The Faculty of Geography at Royal Holloway, University of London regularly undertakes outreach work in order to alert the local community and secondary school students about the opportunities within our subject, most notably through the annual Science Festival.
However, over the past two years, there has been an event which is far less known about, but arguably just as important, and has come about due to fusing the two component parts of my own working week. As well as studying on the MA Cultural Geography course part-time, I also work as a primary school teacher two and a half days a week. I wanted to see if it was possible to arrange a relationship between our Geography department at Royal Holloway, and my own primary school within the Borough of Richmond-upon-Thames.
Several discussions with department outreach officer Dr. Simon Blockley in the Autumn of 2014 were held in order to decide the viability of the plan, and what a day involving the Year Three class of my school (aged 7-8) would look like. As 2015 dawned, the jigsaw puzzle came together and the red tape cleared, and I boarded a train at Richmond Station complete with 27 children, three parents and a teaching colleague. Once the class got over the apparent hilarity of the name of the station at which they were disembarking (Egham – they’re only young, after all), they boarded the student bus (where conversation turned to how ‘grown up’ they suddenly felt). The initial high point for one and all was the first view of Founders Building. The children knew that I went to university on the days I was not with them, but they didn’t realise that university looked like this…
Upon arriving at the Queen’s Building, Simon Blockley had arranged to give the children a tour of the labs which involved meeting the incomparable Pierre who gave them the opportunity to examine incredible bones, skeletons and other objects which remained topics of constant conversation over the following months at school. One of the integral parts of the day for me (as a student of Geography and a teacher of children) was that the class should be able to spend an hour in a seminar room actually doing some Geography – so that they would get a taste of actually learning the subject at University. I devised a lesson relating to our class topic of Rivers, and with access to some of the department’s OS Maps, the children set about producing colour coded maps of land use around the River Thames in groups. By the end of our session we had produced maps which could then be joined together back at school to produce a huge display of the land use of the Thames from source to sea – it was an epic piece of work which was a major talking point for all who would see it in school over the coming weeks.

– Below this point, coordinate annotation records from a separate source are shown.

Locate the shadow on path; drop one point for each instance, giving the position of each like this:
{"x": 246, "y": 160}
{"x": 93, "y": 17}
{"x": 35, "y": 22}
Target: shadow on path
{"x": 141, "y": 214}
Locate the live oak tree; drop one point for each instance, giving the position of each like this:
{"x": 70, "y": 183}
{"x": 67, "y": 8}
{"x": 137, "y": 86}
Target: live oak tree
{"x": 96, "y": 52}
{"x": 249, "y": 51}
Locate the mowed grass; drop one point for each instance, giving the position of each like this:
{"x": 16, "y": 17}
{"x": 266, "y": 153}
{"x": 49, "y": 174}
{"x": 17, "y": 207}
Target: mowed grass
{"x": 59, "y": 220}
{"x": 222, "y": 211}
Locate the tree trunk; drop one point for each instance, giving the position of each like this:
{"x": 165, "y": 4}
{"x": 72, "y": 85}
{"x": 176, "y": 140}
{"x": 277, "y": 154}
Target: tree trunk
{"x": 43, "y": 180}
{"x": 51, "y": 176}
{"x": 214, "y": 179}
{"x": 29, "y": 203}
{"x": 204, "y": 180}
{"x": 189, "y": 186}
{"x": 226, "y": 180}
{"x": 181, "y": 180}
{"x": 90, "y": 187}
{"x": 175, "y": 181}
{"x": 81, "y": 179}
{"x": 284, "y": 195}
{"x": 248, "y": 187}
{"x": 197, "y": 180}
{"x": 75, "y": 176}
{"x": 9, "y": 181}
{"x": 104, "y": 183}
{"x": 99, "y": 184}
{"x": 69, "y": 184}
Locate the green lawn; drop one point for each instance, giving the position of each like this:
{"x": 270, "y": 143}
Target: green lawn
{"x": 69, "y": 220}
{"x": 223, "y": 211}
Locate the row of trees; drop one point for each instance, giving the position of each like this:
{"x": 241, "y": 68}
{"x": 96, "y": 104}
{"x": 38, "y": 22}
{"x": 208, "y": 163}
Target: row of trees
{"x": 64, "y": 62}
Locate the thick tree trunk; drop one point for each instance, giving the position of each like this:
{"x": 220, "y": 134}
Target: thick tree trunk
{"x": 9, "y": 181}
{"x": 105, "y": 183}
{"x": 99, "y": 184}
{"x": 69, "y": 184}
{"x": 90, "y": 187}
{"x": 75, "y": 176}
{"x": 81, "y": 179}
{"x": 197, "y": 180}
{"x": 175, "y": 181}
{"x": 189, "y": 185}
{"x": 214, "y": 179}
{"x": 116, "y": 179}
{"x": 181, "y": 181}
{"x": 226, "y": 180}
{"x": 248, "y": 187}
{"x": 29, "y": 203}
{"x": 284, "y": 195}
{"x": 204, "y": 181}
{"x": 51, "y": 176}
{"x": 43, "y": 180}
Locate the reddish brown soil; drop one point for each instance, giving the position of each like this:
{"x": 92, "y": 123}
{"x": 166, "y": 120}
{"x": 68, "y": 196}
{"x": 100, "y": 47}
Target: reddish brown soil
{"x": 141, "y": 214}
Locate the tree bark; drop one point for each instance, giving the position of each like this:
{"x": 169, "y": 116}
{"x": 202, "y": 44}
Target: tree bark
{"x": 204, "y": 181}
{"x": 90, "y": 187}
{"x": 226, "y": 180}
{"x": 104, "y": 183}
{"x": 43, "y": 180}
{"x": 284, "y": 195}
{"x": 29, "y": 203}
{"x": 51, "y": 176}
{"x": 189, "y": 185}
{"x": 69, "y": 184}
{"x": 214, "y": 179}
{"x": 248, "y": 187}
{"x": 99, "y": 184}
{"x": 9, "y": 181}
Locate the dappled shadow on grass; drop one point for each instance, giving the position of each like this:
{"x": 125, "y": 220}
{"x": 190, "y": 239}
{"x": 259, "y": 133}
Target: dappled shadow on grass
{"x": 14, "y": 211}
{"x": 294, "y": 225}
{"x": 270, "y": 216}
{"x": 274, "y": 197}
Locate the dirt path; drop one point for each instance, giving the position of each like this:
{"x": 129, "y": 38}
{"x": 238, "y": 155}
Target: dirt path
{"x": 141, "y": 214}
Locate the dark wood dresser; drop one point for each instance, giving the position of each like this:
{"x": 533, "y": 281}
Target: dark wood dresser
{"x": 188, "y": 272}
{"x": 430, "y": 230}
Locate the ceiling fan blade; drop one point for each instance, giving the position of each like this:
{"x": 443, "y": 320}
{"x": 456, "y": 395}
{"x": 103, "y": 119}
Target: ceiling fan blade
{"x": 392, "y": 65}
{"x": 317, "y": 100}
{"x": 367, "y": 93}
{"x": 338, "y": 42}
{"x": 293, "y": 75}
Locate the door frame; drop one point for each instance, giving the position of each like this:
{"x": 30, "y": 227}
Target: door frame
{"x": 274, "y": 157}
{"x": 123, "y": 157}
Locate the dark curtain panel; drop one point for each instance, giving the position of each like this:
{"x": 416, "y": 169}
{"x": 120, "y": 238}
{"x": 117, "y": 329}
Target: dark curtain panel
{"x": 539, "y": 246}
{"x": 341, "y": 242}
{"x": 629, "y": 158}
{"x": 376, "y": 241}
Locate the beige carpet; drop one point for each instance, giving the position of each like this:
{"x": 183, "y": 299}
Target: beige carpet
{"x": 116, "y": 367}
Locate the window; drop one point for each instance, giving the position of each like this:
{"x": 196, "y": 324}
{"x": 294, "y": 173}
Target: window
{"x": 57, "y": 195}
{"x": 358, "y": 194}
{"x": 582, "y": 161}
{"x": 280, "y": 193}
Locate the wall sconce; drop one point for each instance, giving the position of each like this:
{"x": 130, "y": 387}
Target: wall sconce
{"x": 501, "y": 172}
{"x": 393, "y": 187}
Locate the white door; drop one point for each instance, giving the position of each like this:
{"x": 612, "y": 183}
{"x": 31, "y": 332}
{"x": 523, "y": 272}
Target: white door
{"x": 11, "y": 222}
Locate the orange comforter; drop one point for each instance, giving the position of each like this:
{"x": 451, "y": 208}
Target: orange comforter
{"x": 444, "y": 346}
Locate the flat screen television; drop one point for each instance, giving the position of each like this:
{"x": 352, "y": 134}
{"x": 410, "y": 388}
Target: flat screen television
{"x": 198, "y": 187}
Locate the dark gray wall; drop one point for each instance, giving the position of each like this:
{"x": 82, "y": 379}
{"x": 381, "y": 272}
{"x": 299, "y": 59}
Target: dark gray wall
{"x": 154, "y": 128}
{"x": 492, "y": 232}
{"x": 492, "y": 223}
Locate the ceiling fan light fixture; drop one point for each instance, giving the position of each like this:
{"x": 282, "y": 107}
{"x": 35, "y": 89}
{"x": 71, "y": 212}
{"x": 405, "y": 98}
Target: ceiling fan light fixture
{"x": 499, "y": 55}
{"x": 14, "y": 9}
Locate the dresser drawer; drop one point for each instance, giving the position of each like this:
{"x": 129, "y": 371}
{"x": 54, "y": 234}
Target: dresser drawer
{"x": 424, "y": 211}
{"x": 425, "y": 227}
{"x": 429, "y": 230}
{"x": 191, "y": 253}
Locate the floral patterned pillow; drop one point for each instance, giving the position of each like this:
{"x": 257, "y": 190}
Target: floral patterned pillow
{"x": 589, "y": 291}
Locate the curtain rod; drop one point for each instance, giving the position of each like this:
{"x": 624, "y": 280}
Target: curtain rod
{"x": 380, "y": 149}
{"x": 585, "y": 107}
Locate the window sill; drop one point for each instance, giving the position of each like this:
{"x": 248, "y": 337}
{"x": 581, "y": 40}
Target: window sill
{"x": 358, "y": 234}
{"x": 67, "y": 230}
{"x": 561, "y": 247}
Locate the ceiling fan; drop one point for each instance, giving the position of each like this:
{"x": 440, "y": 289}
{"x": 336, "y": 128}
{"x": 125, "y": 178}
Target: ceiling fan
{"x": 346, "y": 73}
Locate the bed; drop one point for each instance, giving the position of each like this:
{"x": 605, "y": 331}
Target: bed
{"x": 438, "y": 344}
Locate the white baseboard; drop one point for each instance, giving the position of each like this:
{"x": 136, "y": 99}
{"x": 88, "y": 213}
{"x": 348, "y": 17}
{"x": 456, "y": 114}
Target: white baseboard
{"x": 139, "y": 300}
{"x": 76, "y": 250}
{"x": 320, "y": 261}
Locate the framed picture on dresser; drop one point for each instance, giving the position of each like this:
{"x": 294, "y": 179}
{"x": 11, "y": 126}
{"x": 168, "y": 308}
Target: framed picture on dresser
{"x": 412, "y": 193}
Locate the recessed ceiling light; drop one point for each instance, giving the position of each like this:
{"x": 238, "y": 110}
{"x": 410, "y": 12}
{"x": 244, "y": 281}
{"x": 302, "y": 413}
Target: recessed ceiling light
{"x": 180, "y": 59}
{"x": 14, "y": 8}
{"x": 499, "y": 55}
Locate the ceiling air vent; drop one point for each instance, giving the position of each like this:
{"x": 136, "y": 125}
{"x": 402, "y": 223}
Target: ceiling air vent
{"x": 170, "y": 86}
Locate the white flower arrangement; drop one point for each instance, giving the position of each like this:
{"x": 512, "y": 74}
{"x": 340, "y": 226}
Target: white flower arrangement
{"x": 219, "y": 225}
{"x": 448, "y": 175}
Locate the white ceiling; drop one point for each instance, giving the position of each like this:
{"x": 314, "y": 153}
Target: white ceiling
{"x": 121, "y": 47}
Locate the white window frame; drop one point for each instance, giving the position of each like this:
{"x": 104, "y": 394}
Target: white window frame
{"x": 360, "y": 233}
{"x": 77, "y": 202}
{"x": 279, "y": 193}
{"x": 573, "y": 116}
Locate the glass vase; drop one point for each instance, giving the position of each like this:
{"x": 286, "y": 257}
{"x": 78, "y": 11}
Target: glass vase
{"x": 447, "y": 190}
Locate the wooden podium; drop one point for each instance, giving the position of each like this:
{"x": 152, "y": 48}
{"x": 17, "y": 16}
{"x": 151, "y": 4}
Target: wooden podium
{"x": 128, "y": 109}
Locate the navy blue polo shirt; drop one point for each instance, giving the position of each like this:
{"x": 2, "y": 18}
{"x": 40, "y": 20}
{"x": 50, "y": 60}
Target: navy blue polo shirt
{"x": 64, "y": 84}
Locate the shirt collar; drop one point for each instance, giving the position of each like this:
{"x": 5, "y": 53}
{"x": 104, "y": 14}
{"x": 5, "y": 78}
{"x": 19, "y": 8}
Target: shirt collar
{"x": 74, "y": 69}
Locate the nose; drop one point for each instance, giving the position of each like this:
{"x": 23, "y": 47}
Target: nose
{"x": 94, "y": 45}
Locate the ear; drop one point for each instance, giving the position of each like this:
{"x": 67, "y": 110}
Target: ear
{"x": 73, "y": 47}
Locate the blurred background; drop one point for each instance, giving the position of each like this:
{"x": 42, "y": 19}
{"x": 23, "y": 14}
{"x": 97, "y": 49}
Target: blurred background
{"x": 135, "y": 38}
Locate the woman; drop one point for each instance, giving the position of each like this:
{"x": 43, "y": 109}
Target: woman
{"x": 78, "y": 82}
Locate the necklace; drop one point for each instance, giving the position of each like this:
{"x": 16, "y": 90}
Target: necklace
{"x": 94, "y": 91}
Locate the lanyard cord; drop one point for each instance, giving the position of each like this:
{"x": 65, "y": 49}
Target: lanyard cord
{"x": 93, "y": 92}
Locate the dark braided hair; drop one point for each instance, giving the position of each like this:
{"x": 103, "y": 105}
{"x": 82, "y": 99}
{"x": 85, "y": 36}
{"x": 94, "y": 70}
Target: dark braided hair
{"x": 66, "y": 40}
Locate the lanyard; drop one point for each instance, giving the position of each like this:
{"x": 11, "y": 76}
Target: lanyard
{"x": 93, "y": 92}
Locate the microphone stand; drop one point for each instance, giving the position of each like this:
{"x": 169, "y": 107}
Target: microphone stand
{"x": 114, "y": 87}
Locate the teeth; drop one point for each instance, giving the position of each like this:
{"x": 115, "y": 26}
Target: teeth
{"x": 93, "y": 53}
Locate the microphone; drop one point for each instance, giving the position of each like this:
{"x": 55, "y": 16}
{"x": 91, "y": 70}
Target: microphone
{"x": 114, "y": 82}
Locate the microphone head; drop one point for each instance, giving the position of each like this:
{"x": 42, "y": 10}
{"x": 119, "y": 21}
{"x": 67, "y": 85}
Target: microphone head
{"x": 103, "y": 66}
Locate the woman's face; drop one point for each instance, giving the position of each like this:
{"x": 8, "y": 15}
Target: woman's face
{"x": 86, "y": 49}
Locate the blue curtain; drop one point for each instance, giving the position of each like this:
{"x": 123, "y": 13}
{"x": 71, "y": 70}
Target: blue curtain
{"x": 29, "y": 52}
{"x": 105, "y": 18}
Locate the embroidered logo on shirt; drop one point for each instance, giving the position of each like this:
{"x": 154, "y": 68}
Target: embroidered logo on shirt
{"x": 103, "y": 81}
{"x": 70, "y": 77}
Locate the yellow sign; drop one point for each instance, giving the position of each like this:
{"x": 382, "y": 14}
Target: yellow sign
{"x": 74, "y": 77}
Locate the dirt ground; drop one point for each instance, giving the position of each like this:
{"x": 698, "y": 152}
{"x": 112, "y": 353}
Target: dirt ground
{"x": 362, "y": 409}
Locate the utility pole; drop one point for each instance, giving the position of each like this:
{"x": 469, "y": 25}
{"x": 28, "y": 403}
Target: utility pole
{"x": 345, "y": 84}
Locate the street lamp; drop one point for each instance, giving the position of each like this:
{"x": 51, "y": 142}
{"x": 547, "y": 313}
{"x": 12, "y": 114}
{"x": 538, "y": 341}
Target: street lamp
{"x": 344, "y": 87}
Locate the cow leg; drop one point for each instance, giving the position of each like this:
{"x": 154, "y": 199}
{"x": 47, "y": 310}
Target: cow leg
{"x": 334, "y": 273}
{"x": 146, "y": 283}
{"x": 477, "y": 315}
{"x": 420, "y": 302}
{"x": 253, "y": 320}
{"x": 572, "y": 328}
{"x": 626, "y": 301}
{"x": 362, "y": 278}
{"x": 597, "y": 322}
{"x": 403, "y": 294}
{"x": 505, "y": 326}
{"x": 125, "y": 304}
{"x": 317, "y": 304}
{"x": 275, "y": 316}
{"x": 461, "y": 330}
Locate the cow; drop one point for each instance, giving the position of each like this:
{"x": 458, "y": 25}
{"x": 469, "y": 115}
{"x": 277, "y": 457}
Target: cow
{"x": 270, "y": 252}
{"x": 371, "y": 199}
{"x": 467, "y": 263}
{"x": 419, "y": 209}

Packed lunch in the quadrangle of Founders followed, before we returned back to school. The value of this trip was absolutely immense – the parents made a point of thanking us for arranging this particular visit (something that had never happened before) and some seven months later when the children were composing their review of the year which would go in their end of year school reports, over three quarters of the children mentioned the ‘Royal Holloway Geography Trip’ as the best thing they had done in Year Three. They also referred to wanting to learn Geography at university in ten years time – but only if they could learn it at Royal Holloway!
When I discovered that I would remain in Year Three the following year (2015/16 academic year), I immediately wanted to see if we could reprise the day – and the Geography department were more than happy to oblige. In April 2016, my new batch of 26 seven and eight year olds made the journey to Royal Holloway. Initially they were keen if only “to see what you get up to when you’re not with us”. This time, the taught session focus that I delivered centred around the importance of the River Nile to Ancient Egyptians, and we covered areas such as flood defences, dams and land use once more. Pierre and Simon’s tour of the labs was another high point, and once more, the trip featured prominently in the children’s End of Year School Reports. Another year for me in Year Three in 2016/17 will provide hopes that I can expose a third group of children to the importance of Geography and give them the aspiration to love the subject and want to attend university when they become eighteen years-old – hopefully as Geographers!